Not that she knew them all that well; they were still very odd by Etxelur’s standards. Walking now with Eyelid, she tried to think of something to say to her. But with the snailheads, as with the Pretani, the men decided everything of significance, while the women did the work – or anyhow that was how it seemed to Ana. Eyelid wouldn’t even speak to the Etxelur folk save through Knuckle.
‘Cheek can’t remember the ocean,’ Knuckle said now. ‘She was last here at midsummer. Long ago for a three-year-old.’
‘For all of us,’ said the priest. ‘Because of the Great Sea the world has changed since those days. But I don’t suppose the little girl will remember that either.’
‘No,’ said the snailhead grimly, ‘and she’s lucky for that.’
Ana nodded. ‘Well, it wouldn’t have been possible to walk this way just a few months ago. It’s taken a lot of hard work to restore the causeway.’
Jurgi glanced at her with approval; she was learning subtlety, and was steering the conversation the way she wanted it to go. It had even been her idea to bring the snailheads out to the causeway, the nearest they had to a demonstration of the dream they wanted the snailheads to share.
Knuckle said now, testing his tread on the logs under his feet, ‘Better than I remember. I never trusted that muddy track.’

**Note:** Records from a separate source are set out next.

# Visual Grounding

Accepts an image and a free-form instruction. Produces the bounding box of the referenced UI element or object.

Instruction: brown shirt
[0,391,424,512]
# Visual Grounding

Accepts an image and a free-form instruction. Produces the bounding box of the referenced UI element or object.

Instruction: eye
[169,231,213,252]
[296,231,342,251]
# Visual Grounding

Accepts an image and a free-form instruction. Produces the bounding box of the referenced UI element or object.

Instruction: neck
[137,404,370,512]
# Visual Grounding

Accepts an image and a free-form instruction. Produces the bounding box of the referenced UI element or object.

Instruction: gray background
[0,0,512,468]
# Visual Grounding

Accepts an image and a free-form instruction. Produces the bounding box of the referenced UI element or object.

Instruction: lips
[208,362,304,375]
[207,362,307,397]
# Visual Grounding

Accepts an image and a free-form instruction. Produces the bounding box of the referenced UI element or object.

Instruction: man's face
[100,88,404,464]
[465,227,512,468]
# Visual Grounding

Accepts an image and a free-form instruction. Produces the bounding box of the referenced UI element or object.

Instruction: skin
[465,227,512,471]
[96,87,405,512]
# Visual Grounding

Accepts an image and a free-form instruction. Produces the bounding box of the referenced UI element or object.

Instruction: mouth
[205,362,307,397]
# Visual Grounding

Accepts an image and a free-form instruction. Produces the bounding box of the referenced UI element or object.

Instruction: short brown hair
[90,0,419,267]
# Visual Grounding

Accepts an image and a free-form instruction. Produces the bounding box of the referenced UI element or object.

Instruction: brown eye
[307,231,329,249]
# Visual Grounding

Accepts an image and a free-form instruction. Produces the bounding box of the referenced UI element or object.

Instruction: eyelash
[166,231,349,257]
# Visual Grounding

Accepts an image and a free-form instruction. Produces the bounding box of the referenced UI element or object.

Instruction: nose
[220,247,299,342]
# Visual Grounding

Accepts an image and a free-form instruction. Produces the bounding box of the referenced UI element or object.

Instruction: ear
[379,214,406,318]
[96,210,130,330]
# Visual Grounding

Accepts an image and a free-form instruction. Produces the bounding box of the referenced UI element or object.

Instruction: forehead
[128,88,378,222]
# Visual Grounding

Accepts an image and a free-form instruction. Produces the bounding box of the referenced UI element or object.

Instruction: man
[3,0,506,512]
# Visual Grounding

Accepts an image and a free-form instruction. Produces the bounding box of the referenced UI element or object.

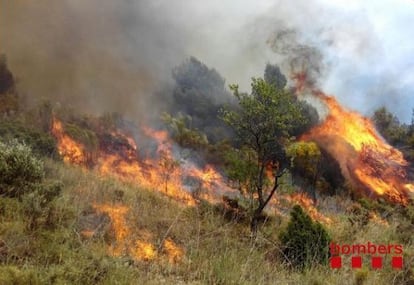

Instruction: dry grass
[0,161,414,285]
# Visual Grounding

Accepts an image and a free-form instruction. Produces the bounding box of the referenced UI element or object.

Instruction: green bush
[0,121,57,157]
[0,140,44,197]
[279,205,330,269]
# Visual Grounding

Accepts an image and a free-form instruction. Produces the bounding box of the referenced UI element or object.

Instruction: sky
[0,0,414,122]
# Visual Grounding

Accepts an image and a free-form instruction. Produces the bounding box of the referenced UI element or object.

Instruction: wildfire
[274,193,332,224]
[52,119,86,165]
[302,91,414,205]
[94,204,184,263]
[52,118,233,205]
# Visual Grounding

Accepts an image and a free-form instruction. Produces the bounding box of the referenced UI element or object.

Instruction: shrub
[0,121,57,157]
[279,205,330,269]
[0,140,44,197]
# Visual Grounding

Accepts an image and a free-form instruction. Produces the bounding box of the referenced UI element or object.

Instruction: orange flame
[52,118,233,205]
[94,204,184,263]
[52,118,86,165]
[302,91,414,205]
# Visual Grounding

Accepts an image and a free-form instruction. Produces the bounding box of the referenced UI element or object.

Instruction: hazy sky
[0,0,414,121]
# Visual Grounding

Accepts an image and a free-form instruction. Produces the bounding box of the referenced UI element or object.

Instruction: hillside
[0,137,414,284]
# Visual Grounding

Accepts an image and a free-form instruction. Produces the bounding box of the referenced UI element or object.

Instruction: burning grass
[302,91,413,205]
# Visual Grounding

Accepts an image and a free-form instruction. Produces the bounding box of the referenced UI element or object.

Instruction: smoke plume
[0,0,414,121]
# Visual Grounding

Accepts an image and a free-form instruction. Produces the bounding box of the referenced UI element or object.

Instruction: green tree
[372,107,408,146]
[222,78,306,233]
[279,205,331,269]
[264,63,287,89]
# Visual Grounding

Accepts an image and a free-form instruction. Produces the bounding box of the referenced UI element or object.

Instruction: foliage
[224,147,257,197]
[0,55,14,94]
[222,78,306,232]
[279,205,331,269]
[0,120,57,157]
[169,57,231,143]
[286,142,321,180]
[0,55,19,115]
[372,107,409,146]
[0,140,44,197]
[264,63,287,89]
[162,113,208,150]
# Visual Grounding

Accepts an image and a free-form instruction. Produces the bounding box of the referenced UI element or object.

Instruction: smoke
[0,0,414,122]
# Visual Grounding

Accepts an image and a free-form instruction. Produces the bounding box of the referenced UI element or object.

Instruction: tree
[167,57,232,143]
[264,63,287,89]
[372,107,408,146]
[279,205,331,269]
[222,78,306,233]
[159,151,180,193]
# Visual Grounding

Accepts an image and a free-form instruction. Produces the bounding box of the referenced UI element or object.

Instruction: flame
[93,204,184,263]
[163,238,184,263]
[275,193,332,225]
[302,91,414,205]
[132,240,157,261]
[52,118,86,165]
[52,118,234,206]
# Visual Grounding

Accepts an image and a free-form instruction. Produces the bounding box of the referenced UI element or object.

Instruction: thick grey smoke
[0,0,414,121]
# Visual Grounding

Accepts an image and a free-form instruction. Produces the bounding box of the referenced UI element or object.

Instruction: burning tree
[222,78,306,233]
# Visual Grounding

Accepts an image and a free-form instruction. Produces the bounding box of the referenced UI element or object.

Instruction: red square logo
[331,256,342,268]
[351,256,362,268]
[391,256,403,269]
[371,256,382,269]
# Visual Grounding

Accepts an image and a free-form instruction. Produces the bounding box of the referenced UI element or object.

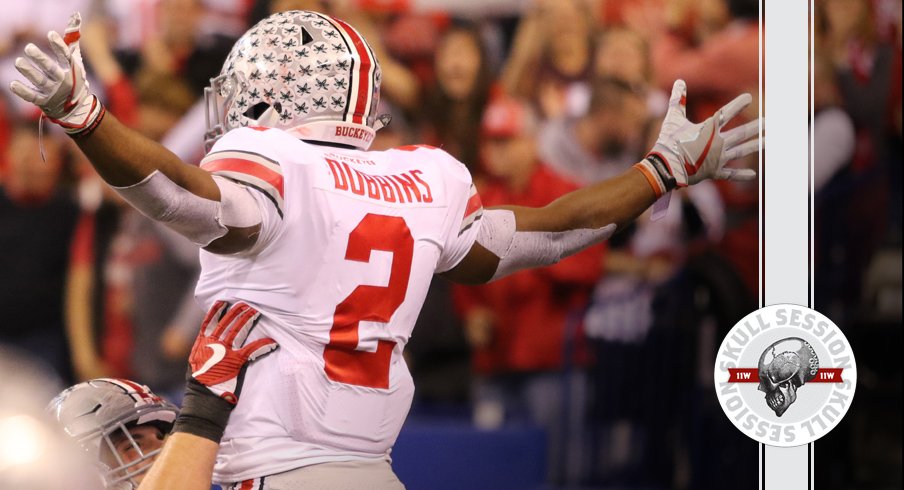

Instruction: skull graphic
[758,337,819,417]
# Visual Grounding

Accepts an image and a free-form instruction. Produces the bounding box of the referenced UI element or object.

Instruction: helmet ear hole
[242,101,270,121]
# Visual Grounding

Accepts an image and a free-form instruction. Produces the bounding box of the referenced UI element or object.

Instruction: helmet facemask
[48,378,179,490]
[77,408,172,490]
[205,10,387,151]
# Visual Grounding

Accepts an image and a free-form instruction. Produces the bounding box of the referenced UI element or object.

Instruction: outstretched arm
[444,80,759,284]
[10,13,260,253]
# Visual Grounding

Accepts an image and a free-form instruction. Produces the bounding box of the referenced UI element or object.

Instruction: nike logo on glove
[684,125,716,175]
[191,344,226,378]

Novu stepped forward and said, ‘The old causeway was a gift of the gods. What we did this time was to start again from the beginning. Of course the natural track was the starting point. We pushed rocks and gravel and brush into the mud. And then we laid logs over the top, pressing them down. Now the causeway’s stronger than before and higher. And it’s sturdier. You can feel that. It’s already withstood a couple of winter storms. I don’t know if it could survive another Great Sea.’ He glanced out at the placid ocean. ‘I’d like to find out.’
‘Don’t challenge the gods,’ the priest murmured, ‘lest they take you up on it.’
Knuckle asked Ana, ‘So how is your sister? Produced her Pretani pup yet?’
‘No. Well, not the last time I saw her.’ Which was another gift from the gods, as far as Ana was concerned. Zesi, fuming, frustrated, continued to oppose all Ana’s projects, and ranted at anybody who came within earshot about how their father wouldn’t have run things this way. She would have been particularly difficult this morning, for she had been central to the mess that had led to the death of Gut, Knuckle’s brother, at the hands of Gall the Pretani. But her long pregnancy was keeping her out of the way, and Ana was grateful to be able to get some work done.
They reached the island, and walked around its northern shore towards the holy middens, now half-rebuilt themselves. Cheek ran ahead along the sand, kicking at washed-up seaweed, and the dog ran after her.
Suddenly Ana saw oystercatchers, a pair of them flying low along the coast. They were big birds, black and white with distinctive orange beaks and a plaintive, repetitive cry. They were probably both males, this early in the year, preparing for their flight up the river valleys where they would stake out territory on a shingle bar, to build their ground nests. She felt her spirit expand, as if thawing out, at this latest sign of the turn of the season.
Knuckle watched the birds fly, his great head gleaming in the sun’s watery light. ‘We were coastal folk, like you, down in the south, before the sea drove us away. We live in the forest now. But the forest has its charms, even in the winter. You can see the squirrels run in the bare trees, and the nests of the rooks.’